Jidenna’s music video for his song “Classic Man” exemplifies the idea of racial crossing in that Jidenna is a black man, but his song and video reflect classically white ideals of what makes one a “classic man.”
What does it mean that this Nigerian-American seems to be embracing and promoting white culture? These standards are rooted in European ideas of what a respectable male figure in society should look like. For instance, the historical origin of the traditional men’s suit dates back to 17th Century England and is derived from the royal court dress of the time. Jidenna’s fitted suit is certainly a contrast from the hoodie and backwards cap worn by the teenage boys who are seen getting arrested in the video. Additionally, his hair is slicked back rather than natural.
This music video reflects Kant’s ideas, as described by Nell Painter in The History of White People.
“…Kant actually attacks the idea that standards of human beauty may differ by culture. Beauty ideals are universal, he maintains, for ‘the sort of beauty we have called the pretty figure is judged by all men very much alike.’ Cueing on Chardin, Kant agrees that ‘Circassian and Georgian maidens have always been considered extremely pretty by all Europeans who travel through their lands,’ as well as by Turks, Arabs, and Persians” (p. 48).
While Kant is describing women in this quote, his point can be applied more generally to standards of beauty and personal appearance. According to Kant, these ideals are not just limited to the nationality in which they are rooted. Because the culture of whiteness is so pervasive and dominating, it makes sense that many white beauty standards have been so accepted as the main standard in our society. However, Jidenna explains in an interesting interview with Fader Magazine that his collar was specific to what was worn by the freed slaves during the Jim Crow era. His purpose in choosing the specific outfit he wears in the video is to represent his history as a black American. This shows the way in which a style so deeply rooted in whiteness was adapted by another culture, so much so that its entire meaning is different for the other group of people.
Where Jidenna further subverts the “classic man” archetype is in his definition of the term. Jidenna, in a behind-the-scenes Vevo interview, describes his definition of a classic man as someone who is “sharp in mind, body and style… a dignified gentleman, a neighborhood man; a man who stands up and therefore stands out.” While these aspects of a “classic man” may seem to fit in with a traditional, white rhetoric, Jidenna refocuses them on black men through the imagery in his music video.
For instance, the video depicts a scene where Jidenna and a group of similarly well-suited black men are walking through an urban area when they spot two black kids in hoodies being harassed by police.

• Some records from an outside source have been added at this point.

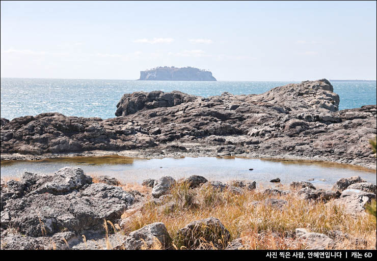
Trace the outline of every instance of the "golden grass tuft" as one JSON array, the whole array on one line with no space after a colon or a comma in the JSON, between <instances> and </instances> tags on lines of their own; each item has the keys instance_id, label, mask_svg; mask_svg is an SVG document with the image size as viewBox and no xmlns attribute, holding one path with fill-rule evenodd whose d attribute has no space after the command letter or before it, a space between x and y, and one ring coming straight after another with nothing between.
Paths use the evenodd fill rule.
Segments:
<instances>
[{"instance_id":1,"label":"golden grass tuft","mask_svg":"<svg viewBox=\"0 0 377 261\"><path fill-rule=\"evenodd\" d=\"M178 183L171 192L171 201L176 204L176 208L167 213L158 211L160 206L147 204L137 214L128 215L123 231L128 234L147 224L162 222L174 245L180 249L178 229L194 221L214 217L229 231L232 239L246 239L250 249L302 249L304 248L302 242L294 238L295 229L299 227L325 234L338 230L367 242L366 245L360 245L345 240L337 249L374 249L375 216L353 216L333 200L308 201L294 193L273 196L264 194L260 189L243 192L235 195L205 186L188 190L184 184ZM267 198L284 199L288 204L276 208L263 203Z\"/></svg>"}]
</instances>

Jidenna and company talk the police down, seemingly using white associations with the classic man aesthetic to their advantage, and take the youths to a classroom filled with yet more well dressed black men. In this classroom, they receive a lecture, are taught chemistry, chess, robotics and self-defense. This scene includes all three sharpnesses that Jidenna claims are essential to the classic man – of the mind, body and of style. After this whirlwind and, most importantly, racially unspecific education, the teenagers receive a firm handshake and are sent back out into the world armed with qualities of a classic man that do not diminish the agency of their blackness.
Another powerful assertion of blackness in the video comes in an old-fashioned barbershop, a place for grooming and the sharpening of style. In the barbershop, there is a framed sign that says “I AM A MAN” which is an exact replica of the signs in the picture below and to the right. This sign was used in civil rights protests throughout the Jim Crow era as a declaration of independence from oppression and a demand to be seen as equal. This sign truly epitomizes Jidenna’s classic black man: one who certainly “stands up and therefore stands out” as can be seen in the image.